A next generation scalar intensity measure for analytical vulnerability studies

Abstract

To assess the seismic performance of a structural system within an analytical context, we need, among others, to specify a ground motion Intensity Measure (IM). The wary IM selection is undoubtedly an important step towards the successful implementation of a risk assessment, since insufficient and/or inefficient IMs can induce unwanted bias and variance in the vulnerability estimates. Supplementary issues related to practicality, necessitate the use of IMs for which ground motion prediction relationships exist, such as the elastic response spectral values (i.e. acceleration, velocity and displacement). Several past studies suggested as an improvement the use of IMs defined as the geometric mean of spectral acceleration values computed over a period range. The latter range may span between periods that are below, at or above the fundamental one. Some of these choices were proven to significantly improve both efficiency and sufficiency of the IM compared to more commonly used counterparts. This study investigates the efficiency and sufficiency of a newly developed scalar IM that combines the geometric mean IM concept with the significant duration of the ground motions. Improving the geometric mean IMs via including the significant duration of the ground motions, was driven by recent findings suggesting there is a strong tie between the collapse capacity of a structure and the ground motion duration.

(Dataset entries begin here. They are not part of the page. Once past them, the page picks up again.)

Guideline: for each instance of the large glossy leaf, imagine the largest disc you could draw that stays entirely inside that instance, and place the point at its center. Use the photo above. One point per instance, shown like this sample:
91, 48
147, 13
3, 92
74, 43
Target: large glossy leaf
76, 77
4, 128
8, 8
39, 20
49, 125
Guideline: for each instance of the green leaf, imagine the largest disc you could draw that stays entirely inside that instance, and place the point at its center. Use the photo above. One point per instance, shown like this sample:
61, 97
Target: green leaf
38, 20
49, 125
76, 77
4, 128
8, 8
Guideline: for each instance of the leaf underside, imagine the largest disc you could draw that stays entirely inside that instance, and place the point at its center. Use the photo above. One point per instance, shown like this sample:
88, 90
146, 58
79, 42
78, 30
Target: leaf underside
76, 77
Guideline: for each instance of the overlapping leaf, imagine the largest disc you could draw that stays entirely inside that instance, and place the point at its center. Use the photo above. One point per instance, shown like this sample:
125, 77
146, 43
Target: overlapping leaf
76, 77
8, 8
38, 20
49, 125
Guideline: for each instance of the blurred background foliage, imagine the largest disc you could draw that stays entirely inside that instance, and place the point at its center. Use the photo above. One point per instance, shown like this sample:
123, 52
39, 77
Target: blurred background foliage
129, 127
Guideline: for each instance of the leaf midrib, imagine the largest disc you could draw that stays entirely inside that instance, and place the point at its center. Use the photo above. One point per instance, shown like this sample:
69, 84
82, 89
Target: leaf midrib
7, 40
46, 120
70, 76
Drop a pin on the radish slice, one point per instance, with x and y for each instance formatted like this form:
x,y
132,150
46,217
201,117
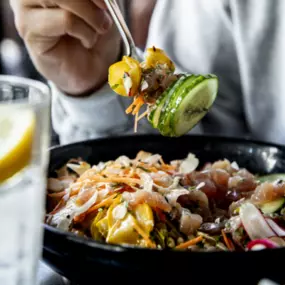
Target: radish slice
x,y
276,228
260,244
254,223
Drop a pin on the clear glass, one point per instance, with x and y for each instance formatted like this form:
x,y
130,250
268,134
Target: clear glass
x,y
22,197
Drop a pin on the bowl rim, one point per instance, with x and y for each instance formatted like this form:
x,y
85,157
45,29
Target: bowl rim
x,y
86,241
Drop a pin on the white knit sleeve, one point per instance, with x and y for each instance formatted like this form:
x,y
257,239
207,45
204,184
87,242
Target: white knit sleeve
x,y
80,118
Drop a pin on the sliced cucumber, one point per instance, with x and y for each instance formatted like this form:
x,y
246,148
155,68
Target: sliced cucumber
x,y
160,103
272,207
164,120
193,104
271,177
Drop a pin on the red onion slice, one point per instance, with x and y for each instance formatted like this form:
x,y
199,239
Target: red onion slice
x,y
254,223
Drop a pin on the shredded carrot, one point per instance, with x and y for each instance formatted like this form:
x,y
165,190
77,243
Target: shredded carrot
x,y
160,214
138,105
143,115
189,243
144,235
136,123
136,101
227,241
107,202
116,179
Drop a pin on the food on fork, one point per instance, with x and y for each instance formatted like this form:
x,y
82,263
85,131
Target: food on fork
x,y
175,103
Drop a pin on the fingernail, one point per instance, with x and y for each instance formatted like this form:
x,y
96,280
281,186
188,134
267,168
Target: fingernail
x,y
107,21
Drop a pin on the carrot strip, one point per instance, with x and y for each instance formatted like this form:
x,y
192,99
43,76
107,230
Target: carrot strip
x,y
189,243
138,106
130,108
133,105
227,241
116,179
136,123
107,202
144,235
143,115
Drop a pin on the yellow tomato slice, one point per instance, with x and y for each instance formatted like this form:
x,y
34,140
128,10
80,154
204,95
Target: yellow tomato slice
x,y
119,72
144,216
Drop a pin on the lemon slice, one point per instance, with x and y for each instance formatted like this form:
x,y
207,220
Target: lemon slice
x,y
16,139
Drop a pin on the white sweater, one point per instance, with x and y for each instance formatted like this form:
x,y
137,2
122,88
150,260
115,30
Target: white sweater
x,y
241,41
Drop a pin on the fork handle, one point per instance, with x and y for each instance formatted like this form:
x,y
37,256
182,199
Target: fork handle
x,y
118,18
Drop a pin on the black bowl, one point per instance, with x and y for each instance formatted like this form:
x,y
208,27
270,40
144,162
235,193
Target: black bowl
x,y
89,262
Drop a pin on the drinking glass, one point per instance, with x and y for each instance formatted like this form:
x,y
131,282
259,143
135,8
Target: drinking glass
x,y
24,140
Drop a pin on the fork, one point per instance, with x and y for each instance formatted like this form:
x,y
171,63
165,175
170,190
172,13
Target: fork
x,y
124,31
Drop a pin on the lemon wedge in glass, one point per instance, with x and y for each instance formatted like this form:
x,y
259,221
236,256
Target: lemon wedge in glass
x,y
16,139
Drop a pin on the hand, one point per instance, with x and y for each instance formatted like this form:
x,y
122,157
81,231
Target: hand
x,y
71,42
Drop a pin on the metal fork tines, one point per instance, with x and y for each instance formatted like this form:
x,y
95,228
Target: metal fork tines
x,y
125,33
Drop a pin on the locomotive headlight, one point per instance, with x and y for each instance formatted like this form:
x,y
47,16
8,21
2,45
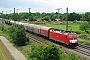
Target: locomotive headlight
x,y
73,41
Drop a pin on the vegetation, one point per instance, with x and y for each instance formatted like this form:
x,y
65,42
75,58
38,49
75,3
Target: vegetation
x,y
16,33
46,16
85,26
43,52
4,53
50,52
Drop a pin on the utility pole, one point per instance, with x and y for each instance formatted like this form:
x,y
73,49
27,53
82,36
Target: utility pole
x,y
10,11
2,16
58,18
14,15
17,10
29,10
67,19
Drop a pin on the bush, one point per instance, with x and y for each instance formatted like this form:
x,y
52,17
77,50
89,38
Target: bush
x,y
85,26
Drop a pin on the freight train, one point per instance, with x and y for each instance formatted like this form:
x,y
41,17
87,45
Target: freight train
x,y
66,37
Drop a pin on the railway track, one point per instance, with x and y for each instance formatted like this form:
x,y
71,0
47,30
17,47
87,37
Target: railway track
x,y
36,40
83,49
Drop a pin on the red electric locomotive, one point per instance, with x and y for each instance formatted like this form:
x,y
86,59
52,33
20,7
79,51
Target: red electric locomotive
x,y
65,37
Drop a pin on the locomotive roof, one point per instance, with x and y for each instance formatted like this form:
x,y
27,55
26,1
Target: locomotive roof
x,y
62,31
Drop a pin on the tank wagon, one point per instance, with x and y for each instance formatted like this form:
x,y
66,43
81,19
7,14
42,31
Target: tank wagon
x,y
65,37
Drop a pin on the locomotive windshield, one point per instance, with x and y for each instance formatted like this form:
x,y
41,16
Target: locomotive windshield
x,y
73,36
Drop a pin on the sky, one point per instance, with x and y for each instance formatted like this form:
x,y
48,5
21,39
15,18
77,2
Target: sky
x,y
78,6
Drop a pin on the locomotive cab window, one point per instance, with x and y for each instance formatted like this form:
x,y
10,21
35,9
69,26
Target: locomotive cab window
x,y
73,36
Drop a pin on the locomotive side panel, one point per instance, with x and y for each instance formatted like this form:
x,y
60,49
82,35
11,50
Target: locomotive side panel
x,y
44,31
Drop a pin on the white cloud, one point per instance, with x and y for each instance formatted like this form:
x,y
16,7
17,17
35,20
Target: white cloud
x,y
51,5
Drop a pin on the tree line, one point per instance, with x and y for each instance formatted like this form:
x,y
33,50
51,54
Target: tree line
x,y
46,16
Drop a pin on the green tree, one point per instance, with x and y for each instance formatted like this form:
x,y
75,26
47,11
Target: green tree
x,y
84,26
46,18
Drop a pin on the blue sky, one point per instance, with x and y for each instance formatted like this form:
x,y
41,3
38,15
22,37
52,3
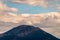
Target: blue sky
x,y
25,8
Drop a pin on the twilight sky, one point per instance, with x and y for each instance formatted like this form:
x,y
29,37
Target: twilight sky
x,y
30,6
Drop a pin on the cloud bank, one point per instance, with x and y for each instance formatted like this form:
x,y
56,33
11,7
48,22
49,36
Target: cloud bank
x,y
43,3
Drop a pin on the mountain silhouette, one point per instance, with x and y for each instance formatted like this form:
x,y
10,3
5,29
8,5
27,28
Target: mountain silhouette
x,y
27,32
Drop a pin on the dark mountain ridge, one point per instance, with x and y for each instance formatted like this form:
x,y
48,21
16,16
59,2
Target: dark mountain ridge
x,y
27,32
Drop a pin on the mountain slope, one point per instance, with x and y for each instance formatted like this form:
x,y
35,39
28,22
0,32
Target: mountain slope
x,y
27,32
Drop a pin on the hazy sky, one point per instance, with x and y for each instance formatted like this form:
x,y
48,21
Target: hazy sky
x,y
32,6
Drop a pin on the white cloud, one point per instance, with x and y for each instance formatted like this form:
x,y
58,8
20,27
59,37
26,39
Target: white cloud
x,y
4,7
32,2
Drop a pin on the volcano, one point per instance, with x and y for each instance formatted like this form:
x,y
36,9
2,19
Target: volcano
x,y
27,32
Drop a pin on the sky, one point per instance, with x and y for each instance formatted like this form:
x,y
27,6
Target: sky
x,y
31,6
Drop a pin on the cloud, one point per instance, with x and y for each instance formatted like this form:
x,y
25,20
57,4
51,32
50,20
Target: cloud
x,y
32,2
6,8
43,3
30,18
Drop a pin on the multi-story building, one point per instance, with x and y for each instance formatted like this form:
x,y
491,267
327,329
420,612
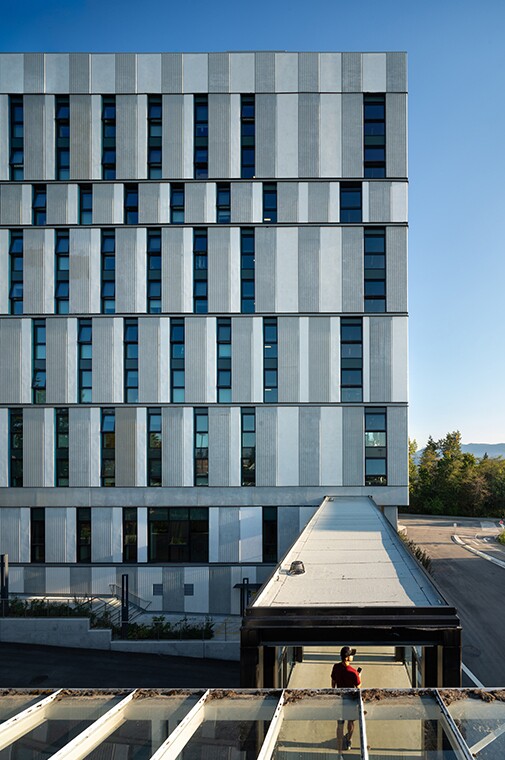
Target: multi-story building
x,y
203,312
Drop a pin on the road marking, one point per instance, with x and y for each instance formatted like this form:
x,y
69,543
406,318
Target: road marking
x,y
471,676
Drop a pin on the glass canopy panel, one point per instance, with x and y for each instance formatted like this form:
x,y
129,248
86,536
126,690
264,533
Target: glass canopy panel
x,y
65,719
481,719
309,725
232,727
148,723
402,724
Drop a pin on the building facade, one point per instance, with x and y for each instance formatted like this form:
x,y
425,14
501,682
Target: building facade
x,y
203,312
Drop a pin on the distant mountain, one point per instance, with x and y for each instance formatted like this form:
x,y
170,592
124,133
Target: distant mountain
x,y
477,449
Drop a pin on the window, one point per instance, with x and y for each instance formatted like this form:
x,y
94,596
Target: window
x,y
270,364
154,133
62,127
200,281
108,279
178,534
154,271
270,534
39,205
39,362
16,130
83,534
201,154
223,208
201,447
108,448
270,202
375,269
130,533
85,204
351,359
177,376
154,447
374,107
177,204
131,204
85,361
62,261
109,137
248,442
247,287
61,422
224,361
350,202
131,361
247,137
375,447
16,448
37,534
16,265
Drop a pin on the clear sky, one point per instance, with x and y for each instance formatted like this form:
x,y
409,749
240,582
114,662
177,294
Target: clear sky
x,y
457,201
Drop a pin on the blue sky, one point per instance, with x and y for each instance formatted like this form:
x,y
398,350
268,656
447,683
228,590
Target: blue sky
x,y
457,110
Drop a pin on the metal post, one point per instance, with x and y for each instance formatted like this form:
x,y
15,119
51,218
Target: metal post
x,y
124,606
4,584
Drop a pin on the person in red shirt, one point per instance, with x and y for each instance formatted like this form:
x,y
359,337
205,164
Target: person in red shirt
x,y
344,676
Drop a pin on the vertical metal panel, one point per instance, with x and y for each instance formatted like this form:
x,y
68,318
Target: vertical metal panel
x,y
80,137
289,359
308,446
126,136
308,72
84,271
287,199
171,72
219,136
397,433
219,269
396,135
219,446
380,359
308,269
287,528
126,459
308,134
241,202
196,360
219,590
130,270
352,269
396,72
266,446
351,72
219,72
319,359
80,66
266,107
265,71
34,137
34,72
379,201
38,253
353,446
241,360
126,72
101,534
352,135
229,534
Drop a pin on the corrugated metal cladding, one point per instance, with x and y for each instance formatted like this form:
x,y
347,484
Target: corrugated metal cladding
x,y
293,253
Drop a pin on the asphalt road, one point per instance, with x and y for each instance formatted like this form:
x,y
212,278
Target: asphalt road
x,y
37,666
473,585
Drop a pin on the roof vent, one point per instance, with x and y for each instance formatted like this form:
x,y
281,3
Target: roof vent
x,y
297,568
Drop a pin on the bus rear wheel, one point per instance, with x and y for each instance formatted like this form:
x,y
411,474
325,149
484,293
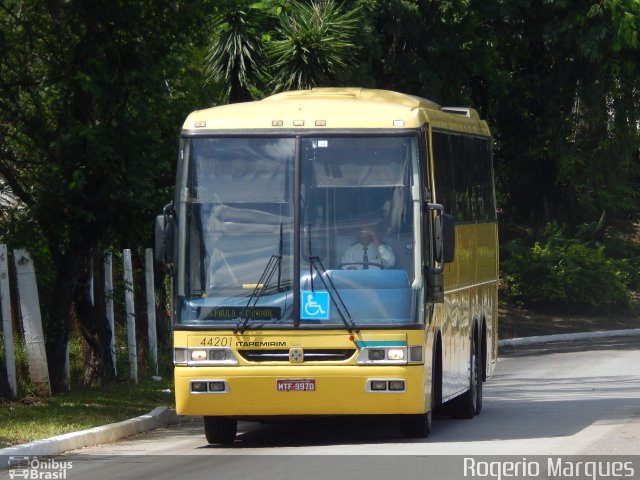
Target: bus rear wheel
x,y
415,426
469,404
220,429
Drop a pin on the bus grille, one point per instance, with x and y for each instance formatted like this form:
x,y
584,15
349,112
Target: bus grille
x,y
312,355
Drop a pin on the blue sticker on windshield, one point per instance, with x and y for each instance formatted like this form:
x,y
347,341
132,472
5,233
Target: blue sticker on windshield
x,y
314,305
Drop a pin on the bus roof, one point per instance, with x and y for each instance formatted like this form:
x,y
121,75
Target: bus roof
x,y
336,108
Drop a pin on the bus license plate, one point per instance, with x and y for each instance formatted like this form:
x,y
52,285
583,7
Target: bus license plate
x,y
296,385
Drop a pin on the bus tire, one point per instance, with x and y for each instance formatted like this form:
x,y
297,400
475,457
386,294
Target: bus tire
x,y
467,404
220,429
415,426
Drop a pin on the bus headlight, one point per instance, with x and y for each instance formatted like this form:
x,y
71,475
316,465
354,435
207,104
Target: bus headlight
x,y
204,357
383,356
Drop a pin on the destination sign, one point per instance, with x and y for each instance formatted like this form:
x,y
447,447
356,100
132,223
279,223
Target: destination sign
x,y
252,313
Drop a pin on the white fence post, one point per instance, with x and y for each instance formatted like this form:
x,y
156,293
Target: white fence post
x,y
151,307
108,304
32,321
7,325
131,316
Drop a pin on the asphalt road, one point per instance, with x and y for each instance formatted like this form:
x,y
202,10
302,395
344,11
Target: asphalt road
x,y
579,398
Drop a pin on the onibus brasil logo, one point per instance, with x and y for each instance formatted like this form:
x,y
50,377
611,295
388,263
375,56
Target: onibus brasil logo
x,y
38,469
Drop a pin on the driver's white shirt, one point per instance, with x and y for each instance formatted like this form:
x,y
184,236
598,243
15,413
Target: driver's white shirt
x,y
382,255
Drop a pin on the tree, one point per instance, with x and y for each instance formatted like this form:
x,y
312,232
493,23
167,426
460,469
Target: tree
x,y
312,46
85,108
234,56
274,46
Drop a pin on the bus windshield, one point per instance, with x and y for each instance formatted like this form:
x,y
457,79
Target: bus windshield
x,y
355,230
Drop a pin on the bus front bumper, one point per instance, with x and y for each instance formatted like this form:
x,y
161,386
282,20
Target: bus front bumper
x,y
300,390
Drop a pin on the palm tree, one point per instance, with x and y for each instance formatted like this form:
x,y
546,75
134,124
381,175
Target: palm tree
x,y
314,45
234,56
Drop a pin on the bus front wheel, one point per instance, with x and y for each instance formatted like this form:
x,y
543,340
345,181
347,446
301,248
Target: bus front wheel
x,y
415,426
220,429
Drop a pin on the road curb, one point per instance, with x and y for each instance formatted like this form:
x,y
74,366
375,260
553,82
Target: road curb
x,y
567,337
158,417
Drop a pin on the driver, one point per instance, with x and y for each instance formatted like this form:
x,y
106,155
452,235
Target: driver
x,y
369,252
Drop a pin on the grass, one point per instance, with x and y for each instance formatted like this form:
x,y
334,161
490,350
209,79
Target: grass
x,y
35,418
516,322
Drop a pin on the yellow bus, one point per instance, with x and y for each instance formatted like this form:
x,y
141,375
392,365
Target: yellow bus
x,y
333,251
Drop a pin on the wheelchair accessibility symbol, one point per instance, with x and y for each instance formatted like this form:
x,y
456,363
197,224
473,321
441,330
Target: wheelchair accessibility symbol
x,y
314,305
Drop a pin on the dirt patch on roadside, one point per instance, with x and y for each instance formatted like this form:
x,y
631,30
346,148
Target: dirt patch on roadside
x,y
515,322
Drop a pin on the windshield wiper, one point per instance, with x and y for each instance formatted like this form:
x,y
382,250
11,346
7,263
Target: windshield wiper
x,y
274,264
334,294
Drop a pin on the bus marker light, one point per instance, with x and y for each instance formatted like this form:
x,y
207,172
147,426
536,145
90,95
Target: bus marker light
x,y
395,354
415,354
376,354
217,355
198,387
179,355
378,385
198,355
396,385
217,386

Hence, the performance of the proposed next generation IM is addressed in detail by means of comparisons and statistical significance tests. The testing is performed at specific levels of local engineering demand parameters that are closely related to losses, using a testbed capacity-designed steel moment-resisting frame. It was demonstrated that ground motion duration is closely related to the collapse capacity whereas its effect at lower demand levels is insignificant. Hence, the proposed IM may be employed to improve the estimates in collapse assessment studies. Nevertheless, at least for steel moment-resisting frame buildings that exhibit moderate cyclic degradation rates and sustain most losses prior to the global collapse state, the significant duration is anticipated to only minimally affect the evaluated vulnerability and consequently may be disregarded.